Lexipedia

Pfister Gerhard · Nationalrat · 2021-12-06

Pfister Gerhard · Nationalrat · Zug · Die Mitte-Fraktion. Die Mitte. EVP. · 2021-12-06

Wortprotokoll

Es ist nicht so spektakulär, Frau Präsidentin.

Ich erlaube mir als Kommissionssprecher, kürzer zu votieren, denn in der ersten Runde wurden schon alle Argumente breit diskutiert. In der zweiten Beratung in der Kommission sind diese Argumente nochmals bekräftigt worden, aber es sind keine neuen dazugekommen.

Nachdem Ihr Rat in der Sondersession Nichteintreten auf diese Vorlage beschlossen hat, bestätigte der Ständerat in der Herbstsession dieses Jahres seinen Eintretensentscheid. Ihre Kommission wiederum beriet am 4. November 2021 die Vorlage erneut und bestätigte wiederum, nicht darauf eintreten zu wollen. Der einzige Unterschied zum ersten Kommissionsentscheid auf Nichteintreten war, dass der zweite Entscheid knapper ausgefallen ist als der erste.

Die Argumente in der Kommissionsberatung waren exakt die gleichen wie in der Erstberatung. Die Mehrheit beurteilt den Handlungsbedarf als nicht wesentlich genug und weist darauf hin, dass alle Versuche, diese komplexe Frage gut zu klären, [PAGE 2380] ihr Ziel nicht erreichen. Ebenso lehnt die Kommissionsmehrheit eine Ausdehnung des Ständemehrs und eine stärkere Gewichtung der Kantonsmehrheit gegenüber der Volksmehrheit ab. Eine Minderheit argumentiert genau gegenteilig, so auch in der Zweitberatung, nämlich dass das Gleichgewicht zwischen den grossen und kleinen Kantonen ausgewogener gestaltet werden sollte. Ebenso sollen der Wettbewerb und der Föderalismus gestärkt werden.

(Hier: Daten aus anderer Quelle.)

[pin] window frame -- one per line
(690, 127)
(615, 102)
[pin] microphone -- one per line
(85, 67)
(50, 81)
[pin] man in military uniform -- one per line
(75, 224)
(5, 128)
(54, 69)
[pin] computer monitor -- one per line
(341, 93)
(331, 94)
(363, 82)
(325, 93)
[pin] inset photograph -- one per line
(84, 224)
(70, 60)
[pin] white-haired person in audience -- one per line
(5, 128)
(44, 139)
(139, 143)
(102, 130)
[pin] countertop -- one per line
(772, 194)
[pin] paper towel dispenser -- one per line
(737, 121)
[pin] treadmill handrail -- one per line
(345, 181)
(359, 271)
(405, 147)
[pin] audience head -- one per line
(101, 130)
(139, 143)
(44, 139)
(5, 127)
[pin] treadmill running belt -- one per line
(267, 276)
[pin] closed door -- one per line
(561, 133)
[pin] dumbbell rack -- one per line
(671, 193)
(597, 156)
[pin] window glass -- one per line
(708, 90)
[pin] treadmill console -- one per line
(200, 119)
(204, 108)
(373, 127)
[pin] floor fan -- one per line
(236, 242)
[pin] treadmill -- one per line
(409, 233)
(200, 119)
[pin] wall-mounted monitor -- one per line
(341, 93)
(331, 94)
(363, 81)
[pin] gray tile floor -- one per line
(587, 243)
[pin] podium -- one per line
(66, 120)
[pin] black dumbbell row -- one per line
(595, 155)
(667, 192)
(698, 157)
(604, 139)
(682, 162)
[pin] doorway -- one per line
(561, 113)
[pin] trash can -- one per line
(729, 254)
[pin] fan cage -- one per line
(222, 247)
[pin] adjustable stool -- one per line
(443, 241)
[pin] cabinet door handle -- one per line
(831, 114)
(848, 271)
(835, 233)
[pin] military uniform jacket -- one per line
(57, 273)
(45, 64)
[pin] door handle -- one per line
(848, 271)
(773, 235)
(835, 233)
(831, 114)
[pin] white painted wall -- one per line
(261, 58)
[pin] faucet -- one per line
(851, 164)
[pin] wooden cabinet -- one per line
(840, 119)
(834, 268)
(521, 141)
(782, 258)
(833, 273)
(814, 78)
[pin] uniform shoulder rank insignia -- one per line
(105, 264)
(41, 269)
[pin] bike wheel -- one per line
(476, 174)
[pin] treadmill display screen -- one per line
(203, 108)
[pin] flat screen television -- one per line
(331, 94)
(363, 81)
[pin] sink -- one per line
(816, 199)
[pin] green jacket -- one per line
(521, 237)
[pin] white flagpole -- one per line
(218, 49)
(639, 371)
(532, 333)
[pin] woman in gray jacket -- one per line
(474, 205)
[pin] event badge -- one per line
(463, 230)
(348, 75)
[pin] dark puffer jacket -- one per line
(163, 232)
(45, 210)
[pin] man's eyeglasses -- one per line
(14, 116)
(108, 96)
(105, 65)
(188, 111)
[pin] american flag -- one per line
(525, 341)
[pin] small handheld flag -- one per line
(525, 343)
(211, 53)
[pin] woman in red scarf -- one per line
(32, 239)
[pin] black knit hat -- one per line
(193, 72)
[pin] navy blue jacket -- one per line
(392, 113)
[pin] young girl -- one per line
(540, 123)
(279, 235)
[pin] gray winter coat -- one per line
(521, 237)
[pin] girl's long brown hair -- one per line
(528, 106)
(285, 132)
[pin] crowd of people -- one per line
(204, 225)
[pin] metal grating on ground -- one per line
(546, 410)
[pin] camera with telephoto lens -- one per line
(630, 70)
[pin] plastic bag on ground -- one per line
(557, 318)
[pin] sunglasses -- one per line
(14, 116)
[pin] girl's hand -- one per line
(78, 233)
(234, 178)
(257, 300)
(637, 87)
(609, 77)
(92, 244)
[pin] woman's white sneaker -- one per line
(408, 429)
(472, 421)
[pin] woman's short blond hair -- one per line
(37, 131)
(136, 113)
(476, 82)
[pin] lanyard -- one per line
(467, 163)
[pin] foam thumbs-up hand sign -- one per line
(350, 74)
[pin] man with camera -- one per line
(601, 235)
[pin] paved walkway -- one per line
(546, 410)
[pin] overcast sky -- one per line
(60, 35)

Namens der Kommissionsmehrheit wiederhole ich aber nochmals den Verweis auf die Ausführungen des Bundesrates in seiner Botschaft zur Volksinitiative "Staatsverträge vors Volk!" vom 1. Oktober 2010, wo er auf Seite 6986 erwähnt, dass beim obligatorischen Staatsvertragsreferendum sui generis der Grundsatz des Parallelismus gelte, wonach das, was landesrechtlich in der Verfassung zu regeln sei, obligatorisch dem Referendum unterstehe und der Zustimmung von Volk und Ständen bedürfe. Der Bundesrat zeigte schon damals auf, dass die Schwierigkeit darin bestehe, konkret auszuformulieren, wann denn dieses obligatorische Staatsreferendum anzusetzen sei.

In der ersten Runde beschloss Ihre Kommission sehr deutlich mit 17 zu 8 Stimmen Nichteintreten. In der zweiten Runde war der Nichteintretensentscheid weniger deutlich; er fiel mit 13 zu 11 Stimmen bei 1 Enthaltung. Ein Grund, warum die Minderheit grösser wurde, liegt auch darin, dass man dem Ständerat, der zweimal auf die Vorlage eingetreten war, entgegenkommen wollte. Stimmt der Nationalrat heute ein zweites Mal für Nichteintreten, wäre die Vorlage damit definitiv erledigt.